Bei Frauen hat Essen meist einen anderen Stellenwert. Wegen des Gendefekts, der Frauen auch dazu zwingt, nur gemeinsam auf Toilette zu gehen, widmen sie dem Essen kaum mehr Zeit als ihrem Partner, wenn ein Schuhladen Schlussverkauf hat. Oft ist eine Mahlzeit schneller hinunter geschlungen, als sie über der Kloschüssel wieder hochgewürgt werden kann. Frauen bevorzugen mittags eher Tomate-Mozzarella, was zwar kaum weniger Kalorien hat als eine Dose Ravioli, dank Basilikum und Olivenöl aber gefühlt gesünder ist. Wir Männer sind da ehrlicher und stehen dazu, uns mit einer doppelten Currywurst ins Fresskoma zu befördern, das erst kurz vor Feierabend endet…

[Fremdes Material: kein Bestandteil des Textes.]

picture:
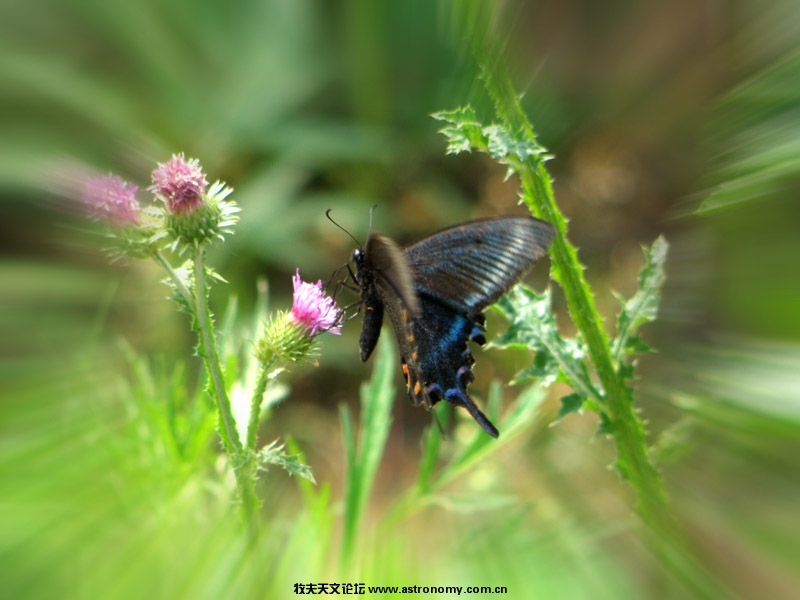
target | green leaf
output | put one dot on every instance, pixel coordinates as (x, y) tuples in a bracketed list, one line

In einer Beziehung ist es daher recht einfach: Frauen essen grundsätzlich das Gesunde im Kühlschrank, Männer alles Übrige. Während Sie die Kalorien zählt, sammelt Er sie. Bringt Frauen bereits ein kleines Fettpölsterchen zur Verzweiflung, gilt bei uns Männern: Eins mehr oder weniger macht die Polstergarnitur auch nicht mehr fett. – Übrigens: Bananen, Melonen, Kiwis und ein Spritzer Saft – Obstsalat und neuseeländische Erwachsenenfilme haben irgendwie das gleiche Erfolgsrezept. Fleisch ist mein Gemüse… gruenetomaten@live-magazin.de.

Patrik Wolf

P.S. Rucola ist kein Kräuterbonbon.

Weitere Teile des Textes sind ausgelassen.